The literature on weighting is vast, and for those of you who are going to move on to more advanced statistical techniques, you will learn a lot more about weighting than I can do justice here.  But, it is useful to explore how using weights in descriptive statistics can change your results.

Statistical packages tend to have sophisticated functions to apply weights - I wasn't able to find similarly elegant solutions for Python.  But below are two approaches if you'd like to try using weights in your descriptive results.

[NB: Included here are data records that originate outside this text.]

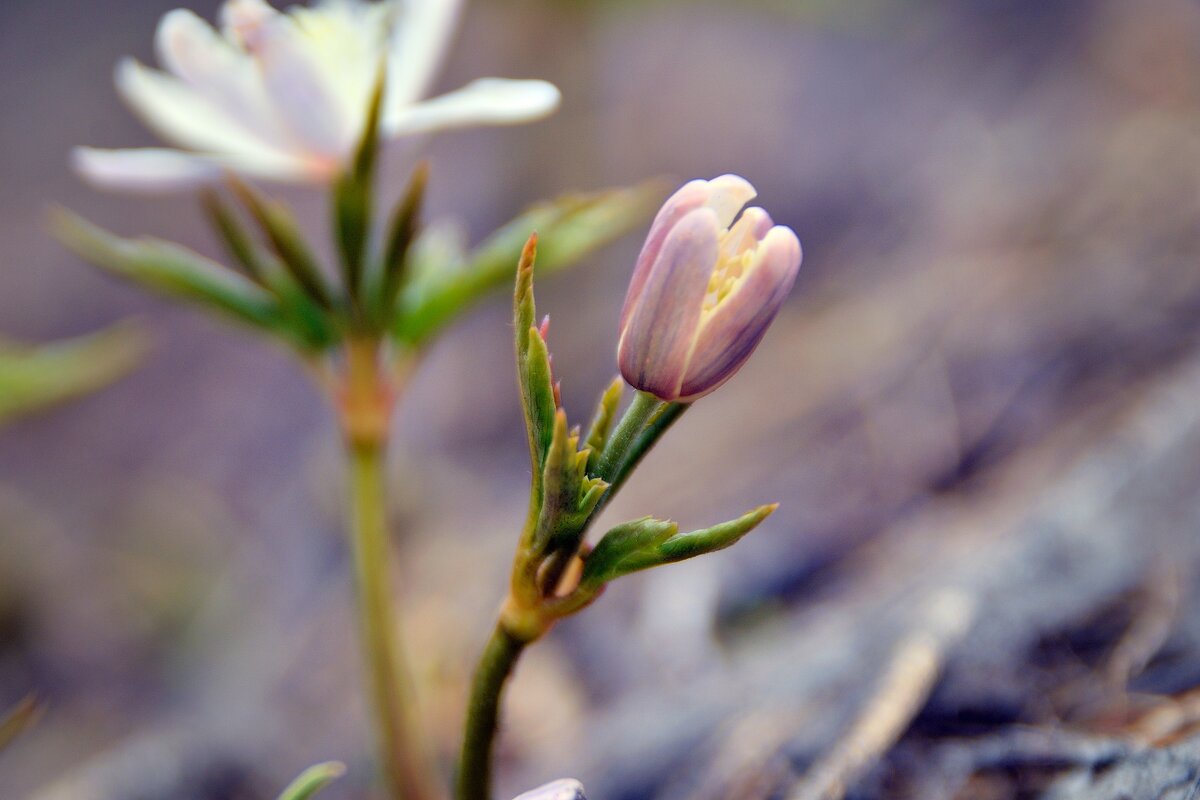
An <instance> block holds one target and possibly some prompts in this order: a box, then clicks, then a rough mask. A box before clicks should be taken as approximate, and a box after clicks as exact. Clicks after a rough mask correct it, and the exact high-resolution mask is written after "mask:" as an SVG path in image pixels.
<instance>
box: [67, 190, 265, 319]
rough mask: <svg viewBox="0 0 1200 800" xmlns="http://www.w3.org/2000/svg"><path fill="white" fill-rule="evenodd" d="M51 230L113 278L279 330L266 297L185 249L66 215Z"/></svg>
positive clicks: (252, 283) (72, 250) (239, 279)
mask: <svg viewBox="0 0 1200 800" xmlns="http://www.w3.org/2000/svg"><path fill="white" fill-rule="evenodd" d="M50 228H52V230H53V233H54V235H55V237H58V240H59V241H60V242H62V243H64V245H65V246H66V247H67V248H68V249H71V251H72V252H73V253H74V254H76V255H78V257H79V258H82V259H84V260H85V261H89V263H91V264H95V265H96V266H98V267H101V269H104V270H107V271H108V272H112V273H113V275H116V276H119V277H122V278H126V279H128V281H132V282H134V283H140V284H142V285H144V287H149V288H151V289H154V290H156V291H160V293H162V294H167V295H172V296H174V297H179V299H182V300H190V301H192V302H196V303H198V305H202V306H206V307H209V308H215V309H217V311H220V312H222V313H224V314H227V315H229V317H233V318H234V319H238V320H240V321H242V323H246V324H248V325H254V326H257V327H263V329H266V330H277V329H278V327H280V325H281V318H280V313H278V307H277V305H276V302H275V300H274V299H272V297H271V296H270V294H268V293H266V291H264V290H263V289H262V288H260V287H257V285H254V284H253V283H251V282H250V281H247V279H246V278H244V277H241V276H240V275H238V273H235V272H232V271H229V270H227V269H226V267H223V266H221V265H220V264H217V263H216V261H211V260H209V259H206V258H204V257H203V255H200V254H198V253H196V252H192V251H190V249H187V248H185V247H181V246H179V245H173V243H170V242H166V241H161V240H156V239H137V240H133V239H122V237H120V236H116V235H114V234H110V233H108V231H107V230H103V229H101V228H97V227H96V225H94V224H91V223H89V222H86V221H85V219H83V218H82V217H78V216H76V215H73V213H71V212H70V211H65V210H56V211H55V212H54V216H53V217H52V221H50Z"/></svg>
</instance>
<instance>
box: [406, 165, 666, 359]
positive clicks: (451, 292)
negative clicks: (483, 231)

**3.1. Weighting: First Approach for Means and Total Counts**

The cell below is a set of code where I define two separate "helper" functions.  The first is to calculate a weighted mean, the second is to create a weighted sum.  You run this cell, and then you use the **w_mean** and **w_sum** functions in subsequent cells to specify the output you want.  

In [None]:
# Sample weights helper function for weighted mean.
def w_mean(frame, mean_var, weight):  #this line of code defines the function w_mean, as having to specify a data frame, a variable, and a weight
    d = frame[mean_var]
    w = frame[weight]
    try: 
        return (d * w).sum() / w.sum() #this calculates the weighted mean
    except ZeroDivisionError:
        return np.nan

# Sample weights helper function for weighted sum.
def w_sum(frame, sum_var, weight):
    d = frame[sum_var]
    w = frame[weight]
    try: 
        return (d * w).sum()
    except ZeroDivisionError:
        return np.nan

In [None]:
#Let's first take a look at the distribution of sweet drinks by race/ethnicity without weights
chis_df["drank_sweet"].groupby(chis_df["race_eth_text"]).mean()

In [None]:
# Now, with weights - what happens to the mean number of sweet drinks by race/ethnicity?
chis_df.groupby('race_eth_text').apply(w_mean, 'drank_sweet', 'weight')

In [None]:
#Again, let's first look at the number of respondents who are under the poverty line
chis_df['inpoverty_dv'].value_counts()

In [None]:
#now, with weights
w_sum(chis_df, 'inpoverty_dv', 'weight')

In [None]:
#The number of respondents by race/ethnicity who are under the poverty line without weights
chis_df["inpoverty_dv"].groupby(chis_df["race_eth_text"]).agg(['sum'])

In [None]:
# Weighted counts of the number of people under the poverty line by race/ethnicity
chis_df.groupby('race_eth_text').apply(w_sum, 'inpoverty_dv', 'weight')

**3.2. Weighting: Approach 2 - use weightedcalcs library**

I found this cool library that does weighted calculations for you on github.  The example python notebook can be found here:
https://github.com/jsvine/weightedcalcs/tree/master/examples/notebooks .  This also provides an example of how you have to sometimes install a new library, even in datahub.  The command is pip install --user and then the name of the library

In [None]:
pip install --user weightedcalcs

In [None]:
import weightedcalcs as wc

In [None]:
#this line of code assigns which variable will be the "weight" variable in the calculator
calc = wc.Calculator("weight")

In [None]:
chis_df['drank_sweet'].describe()

In [None]:
#here I caclulate the weighted mean number of drinks
calc.mean(chis_df, "drank_sweet").round()

In [None]:
#without weights
pd.crosstab(chis_df['inpoverty_dv'], columns='Total', normalize=True)

In [None]:
#with weights
calc.distribution(chis_df, "inpoverty_dv").round(3).sort_values(ascending=False)

In [None]:
#if you want to calculate statistics across a groupby variable, you need to create a new object
grp_race_eth= chis_df.groupby(["race_eth_text"])

In [None]:
calc.mean(grp_race_eth, "drank_sweet")

## 4  Conclusion

If you don't feel like you want to apply weights, just be clear that the N in your table and any descriptive statistics are based on the sample data, and not the population.  As with everything, as long as you document your choices, you'll be using data ethically!